The summit, to be held on Saturday (14 May), is a follow-up to the Paris Summit convened on 17 May 2014 after the kidnapping of the Chibok school girls, an incident which focused greater attention on the conflict in northeast Nigeria. This second regional security summit is expected to bring together the presidents of Benin, Cameroon, Chad, Niger and Nigeria, whose countries make up the Multi-National Joint Task Force (MNJTF), as well as French President Francois Hollande.

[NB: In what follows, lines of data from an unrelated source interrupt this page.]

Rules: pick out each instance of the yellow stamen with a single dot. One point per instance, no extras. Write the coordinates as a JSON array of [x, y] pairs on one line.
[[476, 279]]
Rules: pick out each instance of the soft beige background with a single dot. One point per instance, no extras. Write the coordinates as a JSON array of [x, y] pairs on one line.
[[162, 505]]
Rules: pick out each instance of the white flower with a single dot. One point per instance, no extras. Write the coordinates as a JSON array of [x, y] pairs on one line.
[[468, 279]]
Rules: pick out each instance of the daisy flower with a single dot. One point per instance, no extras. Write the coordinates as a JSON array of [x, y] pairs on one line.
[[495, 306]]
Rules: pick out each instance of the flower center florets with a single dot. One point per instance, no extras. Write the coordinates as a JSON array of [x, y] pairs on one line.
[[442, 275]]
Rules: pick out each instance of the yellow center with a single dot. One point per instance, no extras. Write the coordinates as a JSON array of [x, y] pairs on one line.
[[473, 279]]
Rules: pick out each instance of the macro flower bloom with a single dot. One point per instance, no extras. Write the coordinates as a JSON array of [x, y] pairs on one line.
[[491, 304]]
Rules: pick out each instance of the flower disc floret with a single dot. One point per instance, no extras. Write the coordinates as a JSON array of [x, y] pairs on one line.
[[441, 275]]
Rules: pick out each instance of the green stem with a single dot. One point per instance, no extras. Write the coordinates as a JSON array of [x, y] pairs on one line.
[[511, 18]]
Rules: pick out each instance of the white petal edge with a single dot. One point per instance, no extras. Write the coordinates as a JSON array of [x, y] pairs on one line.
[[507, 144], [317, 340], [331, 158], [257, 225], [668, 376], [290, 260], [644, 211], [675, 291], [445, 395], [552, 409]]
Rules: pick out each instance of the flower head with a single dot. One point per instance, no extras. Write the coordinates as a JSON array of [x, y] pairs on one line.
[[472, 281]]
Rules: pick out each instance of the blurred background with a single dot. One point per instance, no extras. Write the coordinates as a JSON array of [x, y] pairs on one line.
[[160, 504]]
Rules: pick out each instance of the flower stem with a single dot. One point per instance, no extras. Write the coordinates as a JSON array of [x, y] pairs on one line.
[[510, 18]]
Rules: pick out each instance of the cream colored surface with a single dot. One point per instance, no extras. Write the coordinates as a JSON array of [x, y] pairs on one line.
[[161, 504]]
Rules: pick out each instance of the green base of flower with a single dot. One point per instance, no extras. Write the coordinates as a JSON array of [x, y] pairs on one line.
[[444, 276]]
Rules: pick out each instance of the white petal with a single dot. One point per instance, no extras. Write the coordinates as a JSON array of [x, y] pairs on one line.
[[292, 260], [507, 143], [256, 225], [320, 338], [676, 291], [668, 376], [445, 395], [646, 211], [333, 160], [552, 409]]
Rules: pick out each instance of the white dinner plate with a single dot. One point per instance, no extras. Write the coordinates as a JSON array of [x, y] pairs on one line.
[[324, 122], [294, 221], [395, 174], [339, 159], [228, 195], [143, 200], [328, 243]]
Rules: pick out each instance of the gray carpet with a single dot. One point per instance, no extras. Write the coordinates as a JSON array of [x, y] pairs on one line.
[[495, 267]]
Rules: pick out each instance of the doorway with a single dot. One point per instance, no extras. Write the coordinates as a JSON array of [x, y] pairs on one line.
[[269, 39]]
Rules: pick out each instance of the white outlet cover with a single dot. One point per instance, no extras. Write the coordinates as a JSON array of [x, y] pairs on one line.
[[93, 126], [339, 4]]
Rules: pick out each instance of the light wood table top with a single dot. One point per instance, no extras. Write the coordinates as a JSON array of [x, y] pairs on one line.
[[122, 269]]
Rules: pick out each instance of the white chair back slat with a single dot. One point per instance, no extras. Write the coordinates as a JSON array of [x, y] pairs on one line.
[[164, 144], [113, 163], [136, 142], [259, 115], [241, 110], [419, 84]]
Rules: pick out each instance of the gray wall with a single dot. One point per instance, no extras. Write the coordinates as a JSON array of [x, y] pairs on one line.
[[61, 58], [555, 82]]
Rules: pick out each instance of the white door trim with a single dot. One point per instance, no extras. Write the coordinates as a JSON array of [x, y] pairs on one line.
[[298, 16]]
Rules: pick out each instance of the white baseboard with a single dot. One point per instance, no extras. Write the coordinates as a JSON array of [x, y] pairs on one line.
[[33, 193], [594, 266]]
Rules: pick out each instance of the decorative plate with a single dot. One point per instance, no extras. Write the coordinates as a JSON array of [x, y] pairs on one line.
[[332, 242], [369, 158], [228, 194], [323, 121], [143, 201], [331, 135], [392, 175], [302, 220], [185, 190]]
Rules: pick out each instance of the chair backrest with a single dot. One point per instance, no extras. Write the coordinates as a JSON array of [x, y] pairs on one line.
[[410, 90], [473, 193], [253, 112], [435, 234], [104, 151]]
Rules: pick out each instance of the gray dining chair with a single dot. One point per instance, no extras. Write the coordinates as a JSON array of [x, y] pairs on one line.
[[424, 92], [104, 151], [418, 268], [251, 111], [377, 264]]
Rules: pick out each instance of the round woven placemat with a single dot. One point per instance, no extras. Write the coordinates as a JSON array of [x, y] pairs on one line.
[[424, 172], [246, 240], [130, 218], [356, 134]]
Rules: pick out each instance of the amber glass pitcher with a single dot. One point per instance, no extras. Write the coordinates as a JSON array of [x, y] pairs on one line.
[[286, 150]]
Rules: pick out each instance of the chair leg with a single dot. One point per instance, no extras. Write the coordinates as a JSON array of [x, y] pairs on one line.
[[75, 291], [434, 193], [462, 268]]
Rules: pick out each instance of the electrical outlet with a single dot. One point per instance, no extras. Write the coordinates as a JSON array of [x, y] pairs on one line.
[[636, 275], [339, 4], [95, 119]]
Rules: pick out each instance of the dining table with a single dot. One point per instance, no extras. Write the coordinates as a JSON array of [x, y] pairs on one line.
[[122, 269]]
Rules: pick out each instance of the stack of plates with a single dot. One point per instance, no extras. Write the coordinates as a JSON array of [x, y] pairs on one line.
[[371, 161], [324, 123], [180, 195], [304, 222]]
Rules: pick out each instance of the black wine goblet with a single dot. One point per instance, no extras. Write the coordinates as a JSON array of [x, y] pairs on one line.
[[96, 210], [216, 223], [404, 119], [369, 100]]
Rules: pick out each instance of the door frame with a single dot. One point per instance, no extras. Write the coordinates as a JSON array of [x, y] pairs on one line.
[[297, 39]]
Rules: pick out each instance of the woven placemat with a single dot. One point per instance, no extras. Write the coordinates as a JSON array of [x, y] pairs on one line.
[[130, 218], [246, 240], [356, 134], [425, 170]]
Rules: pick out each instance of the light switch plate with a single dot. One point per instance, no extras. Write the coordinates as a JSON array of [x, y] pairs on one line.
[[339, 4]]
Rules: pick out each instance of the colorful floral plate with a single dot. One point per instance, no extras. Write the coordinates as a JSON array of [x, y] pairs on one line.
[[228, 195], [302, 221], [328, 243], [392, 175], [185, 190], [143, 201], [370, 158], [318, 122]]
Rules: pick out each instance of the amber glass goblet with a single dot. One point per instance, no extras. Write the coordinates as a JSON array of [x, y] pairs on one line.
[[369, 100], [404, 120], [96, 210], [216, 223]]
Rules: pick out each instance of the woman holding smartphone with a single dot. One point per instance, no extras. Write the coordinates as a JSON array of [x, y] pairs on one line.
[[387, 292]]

In addition, according to a press release from Nigeria’s presidential office, Equatorial Guinea, the UK, the US, the EU, the Economic Community of West African States, the Economic Community of Central African States and the Gulf of Guinea Commission will be represented.

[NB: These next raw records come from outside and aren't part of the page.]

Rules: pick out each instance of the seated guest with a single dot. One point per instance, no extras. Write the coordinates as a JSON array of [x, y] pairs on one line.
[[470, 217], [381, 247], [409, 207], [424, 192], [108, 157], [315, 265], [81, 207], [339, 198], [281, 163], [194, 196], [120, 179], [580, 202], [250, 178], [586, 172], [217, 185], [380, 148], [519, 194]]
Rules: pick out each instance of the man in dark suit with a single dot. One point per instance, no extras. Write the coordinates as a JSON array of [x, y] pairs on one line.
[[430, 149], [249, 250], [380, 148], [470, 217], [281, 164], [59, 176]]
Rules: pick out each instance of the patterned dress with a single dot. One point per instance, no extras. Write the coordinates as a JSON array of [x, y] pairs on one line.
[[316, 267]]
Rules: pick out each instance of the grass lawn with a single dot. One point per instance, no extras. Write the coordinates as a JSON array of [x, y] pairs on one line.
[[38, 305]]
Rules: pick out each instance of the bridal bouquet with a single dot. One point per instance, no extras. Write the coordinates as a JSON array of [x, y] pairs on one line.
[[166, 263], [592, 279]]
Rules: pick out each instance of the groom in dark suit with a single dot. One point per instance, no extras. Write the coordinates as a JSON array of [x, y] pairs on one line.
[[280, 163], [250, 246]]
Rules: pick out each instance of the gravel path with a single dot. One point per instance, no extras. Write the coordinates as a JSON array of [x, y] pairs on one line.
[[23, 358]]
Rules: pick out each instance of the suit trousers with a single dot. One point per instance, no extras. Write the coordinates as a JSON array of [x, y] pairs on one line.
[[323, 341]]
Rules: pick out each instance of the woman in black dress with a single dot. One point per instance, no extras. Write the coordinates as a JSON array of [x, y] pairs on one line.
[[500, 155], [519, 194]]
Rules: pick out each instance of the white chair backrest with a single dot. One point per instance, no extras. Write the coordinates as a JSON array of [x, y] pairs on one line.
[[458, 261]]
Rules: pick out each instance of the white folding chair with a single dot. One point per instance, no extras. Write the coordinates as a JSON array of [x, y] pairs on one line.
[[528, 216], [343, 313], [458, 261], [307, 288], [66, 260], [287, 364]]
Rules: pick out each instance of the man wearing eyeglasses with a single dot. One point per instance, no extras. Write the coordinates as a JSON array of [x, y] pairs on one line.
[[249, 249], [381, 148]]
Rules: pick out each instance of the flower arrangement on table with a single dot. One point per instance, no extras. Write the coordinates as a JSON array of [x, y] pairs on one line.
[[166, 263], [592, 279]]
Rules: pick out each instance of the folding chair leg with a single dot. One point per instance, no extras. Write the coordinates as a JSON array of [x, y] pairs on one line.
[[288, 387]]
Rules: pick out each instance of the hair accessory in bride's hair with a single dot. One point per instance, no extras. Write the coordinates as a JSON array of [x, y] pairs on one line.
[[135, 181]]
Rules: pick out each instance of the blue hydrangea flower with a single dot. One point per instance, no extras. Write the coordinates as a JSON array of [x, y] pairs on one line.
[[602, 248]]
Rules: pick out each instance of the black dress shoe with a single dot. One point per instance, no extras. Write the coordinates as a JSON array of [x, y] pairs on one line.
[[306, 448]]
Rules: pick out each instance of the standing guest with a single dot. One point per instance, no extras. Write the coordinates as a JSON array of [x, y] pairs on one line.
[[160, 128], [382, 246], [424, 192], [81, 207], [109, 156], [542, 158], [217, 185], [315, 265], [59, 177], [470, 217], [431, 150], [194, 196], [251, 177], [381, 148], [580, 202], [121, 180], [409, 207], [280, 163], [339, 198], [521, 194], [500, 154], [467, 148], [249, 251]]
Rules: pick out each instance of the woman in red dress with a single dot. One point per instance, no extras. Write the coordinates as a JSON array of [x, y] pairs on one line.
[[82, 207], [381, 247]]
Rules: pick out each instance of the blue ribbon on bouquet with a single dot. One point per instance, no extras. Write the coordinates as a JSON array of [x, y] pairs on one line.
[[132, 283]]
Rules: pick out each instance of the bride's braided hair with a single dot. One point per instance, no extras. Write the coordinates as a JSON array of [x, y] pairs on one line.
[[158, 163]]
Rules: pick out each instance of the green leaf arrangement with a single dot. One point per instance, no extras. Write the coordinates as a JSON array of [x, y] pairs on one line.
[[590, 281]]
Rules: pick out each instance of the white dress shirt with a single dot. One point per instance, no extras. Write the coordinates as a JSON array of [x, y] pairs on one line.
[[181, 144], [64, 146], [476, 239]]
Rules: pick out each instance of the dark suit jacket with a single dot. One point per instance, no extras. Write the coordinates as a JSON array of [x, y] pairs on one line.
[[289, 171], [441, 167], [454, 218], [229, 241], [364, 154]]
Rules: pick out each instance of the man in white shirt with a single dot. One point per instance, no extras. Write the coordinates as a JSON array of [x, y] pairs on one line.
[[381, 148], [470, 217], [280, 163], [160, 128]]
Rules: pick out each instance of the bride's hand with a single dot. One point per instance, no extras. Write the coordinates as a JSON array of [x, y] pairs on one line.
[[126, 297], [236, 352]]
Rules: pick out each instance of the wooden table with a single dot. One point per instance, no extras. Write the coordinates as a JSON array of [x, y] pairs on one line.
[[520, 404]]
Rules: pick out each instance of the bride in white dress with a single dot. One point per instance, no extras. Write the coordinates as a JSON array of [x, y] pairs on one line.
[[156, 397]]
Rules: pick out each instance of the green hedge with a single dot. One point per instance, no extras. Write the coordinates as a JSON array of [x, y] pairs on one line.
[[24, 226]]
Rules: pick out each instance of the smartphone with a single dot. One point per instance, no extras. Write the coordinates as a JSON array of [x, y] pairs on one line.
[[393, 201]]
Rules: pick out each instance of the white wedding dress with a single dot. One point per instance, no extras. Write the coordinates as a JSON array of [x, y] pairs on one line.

The draft presidential statement welcomes the initiative of Nigerian President Muhammadu Buhari to convene this summit, in order to evaluate the regional response to the threat posed by Boko Haram. It notes that it is being held with a view to adopting a comprehensive strategy to address the governance, security, development, socio-economic and humanitarian dimensions of the crisis. When Council members met with Mohamed Ibn Chambas, the head of the UN Office for West Africa and the Sahel, in Dakar this past March, he told them that he believed it was important to hold a new meeting of regional countries to review joint efforts against Boko Haram, and that he was pleased to hear that Buhari planned to organise a high-level meeting.
While regional forces have taken back much of the territory controlled by Boko Haram, the group continues to carry out deadly asymmetric attacks. The draft presidential statement condemns all terrorist attacks, human rights abuses and international humanitarian law violations by Boko Haram across the Lake Chad Basin region. It expresses deep concern that Boko Haram continues to undermine peace and security in West and Central Africa, as well as alarm at its linkages with the Islamic State in Iraq and the Levant (ISIL).

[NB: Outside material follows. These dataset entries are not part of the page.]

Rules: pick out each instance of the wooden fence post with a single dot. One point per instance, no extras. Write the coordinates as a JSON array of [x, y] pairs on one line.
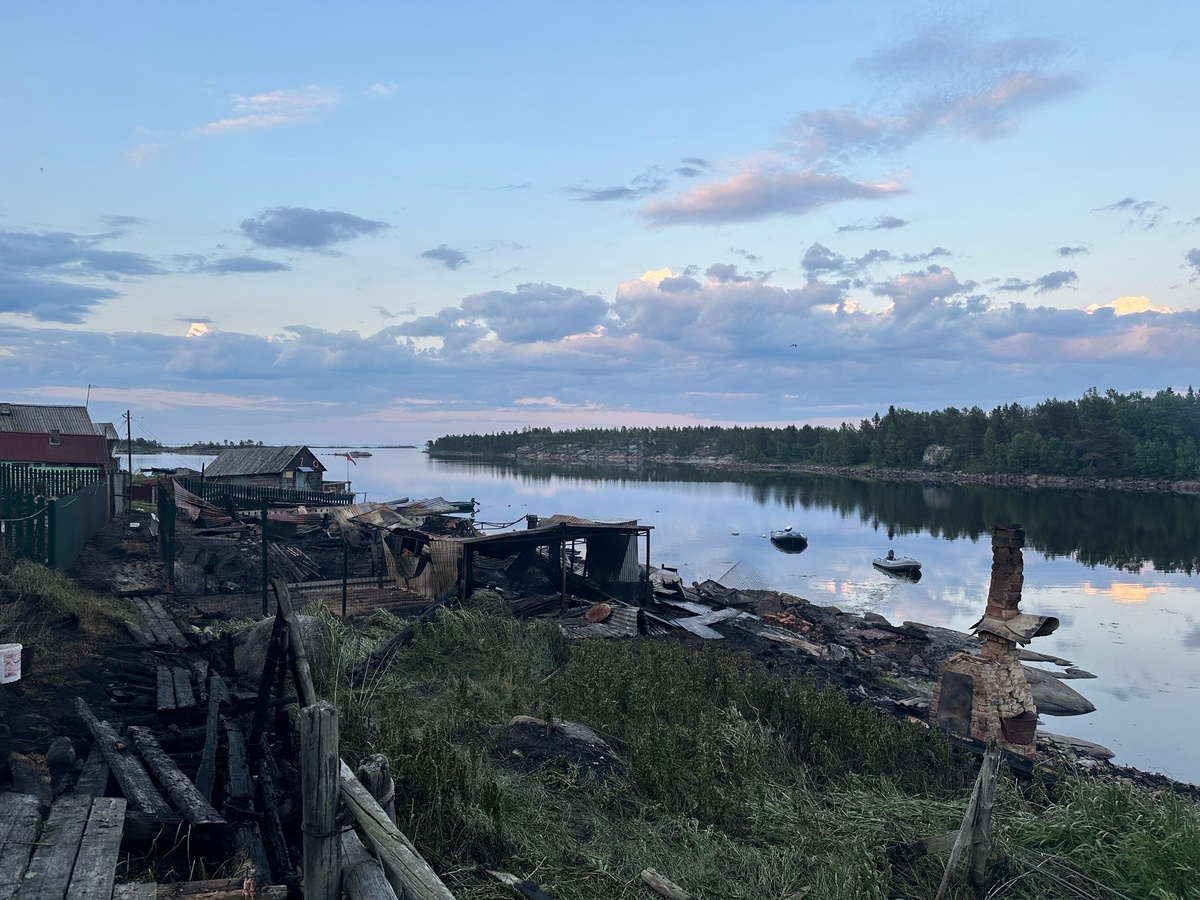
[[319, 775]]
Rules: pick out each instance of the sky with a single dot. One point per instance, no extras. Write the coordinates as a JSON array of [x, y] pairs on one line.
[[382, 222]]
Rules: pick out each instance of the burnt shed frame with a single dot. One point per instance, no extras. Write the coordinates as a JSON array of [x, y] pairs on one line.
[[600, 555]]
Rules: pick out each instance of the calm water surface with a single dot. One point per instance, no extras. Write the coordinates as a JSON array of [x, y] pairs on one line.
[[1119, 570]]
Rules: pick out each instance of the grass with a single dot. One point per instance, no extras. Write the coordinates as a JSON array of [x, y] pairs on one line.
[[48, 613], [46, 597], [738, 784]]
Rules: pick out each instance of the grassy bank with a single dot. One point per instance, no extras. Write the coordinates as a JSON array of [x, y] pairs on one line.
[[735, 784]]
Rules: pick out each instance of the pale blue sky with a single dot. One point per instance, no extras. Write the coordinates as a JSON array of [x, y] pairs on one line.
[[384, 222]]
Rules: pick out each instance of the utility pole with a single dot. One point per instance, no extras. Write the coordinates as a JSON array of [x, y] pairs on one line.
[[129, 450]]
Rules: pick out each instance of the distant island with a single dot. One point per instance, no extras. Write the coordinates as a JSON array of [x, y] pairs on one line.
[[1096, 438]]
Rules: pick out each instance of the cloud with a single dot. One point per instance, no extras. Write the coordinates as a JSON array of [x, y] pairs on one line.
[[48, 299], [1053, 281], [763, 189], [726, 273], [1143, 214], [271, 108], [229, 265], [935, 253], [447, 256], [711, 348], [382, 90], [298, 228], [913, 292], [143, 154], [691, 167], [945, 83], [1128, 306], [1193, 259], [40, 273], [881, 223], [648, 183], [537, 312]]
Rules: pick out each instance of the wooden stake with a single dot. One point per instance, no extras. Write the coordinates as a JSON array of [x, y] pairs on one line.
[[319, 767]]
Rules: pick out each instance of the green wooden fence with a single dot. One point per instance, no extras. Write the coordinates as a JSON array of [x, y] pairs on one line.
[[51, 529], [46, 481], [226, 496]]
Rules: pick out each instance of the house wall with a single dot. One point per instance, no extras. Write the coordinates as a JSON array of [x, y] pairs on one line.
[[71, 449]]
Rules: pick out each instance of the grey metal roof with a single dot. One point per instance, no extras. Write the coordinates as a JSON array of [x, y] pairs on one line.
[[41, 420], [252, 461]]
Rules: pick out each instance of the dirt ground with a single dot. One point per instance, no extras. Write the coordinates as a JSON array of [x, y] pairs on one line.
[[885, 665]]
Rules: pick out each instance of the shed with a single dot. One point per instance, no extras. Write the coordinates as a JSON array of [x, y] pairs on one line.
[[597, 561], [295, 468]]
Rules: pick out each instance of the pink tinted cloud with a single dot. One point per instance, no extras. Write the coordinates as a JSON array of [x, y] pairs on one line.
[[761, 190]]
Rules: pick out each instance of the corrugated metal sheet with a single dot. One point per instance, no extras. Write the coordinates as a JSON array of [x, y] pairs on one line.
[[429, 507], [71, 449], [259, 461], [559, 519], [41, 420]]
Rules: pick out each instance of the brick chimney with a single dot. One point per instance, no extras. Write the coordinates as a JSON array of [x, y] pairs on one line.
[[985, 695]]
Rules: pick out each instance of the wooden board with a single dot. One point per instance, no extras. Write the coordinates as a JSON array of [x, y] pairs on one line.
[[95, 865], [19, 816], [49, 870]]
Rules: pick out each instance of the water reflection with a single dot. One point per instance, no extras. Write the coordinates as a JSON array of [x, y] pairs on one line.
[[1122, 531]]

Meanwhile, northeast Nigeria and the broader Lake Chad Basin region continue to face a major humanitarian crisis as a result of the conflict. The UN’s Sahel Humanitarian Coordinator, Toby Lanzer, said at a press conference in New York last month that humanitarian needs are equal to or greater than anything he has ever seen, including the Central African Republic, Darfur and South Sudan. The Council draft statement expresses deep alarm over the humanitarian crisis, including the more than 2.2 million Nigerians that are internally displaced, and over 450,000 internally displaced persons and refugees in Cameroon, Chad and Niger. The statement highlights that 4.2 million people in the Lake Chad Basin region are facing a food security crisis, including that 184 children per day risk starvation in Nigeria’s Borno and Yobe states without immediate aid. The Council urges the international community to provide humanitarian assistance, noting that only 10 percent of the $530 million required this year to address the crisis has been received.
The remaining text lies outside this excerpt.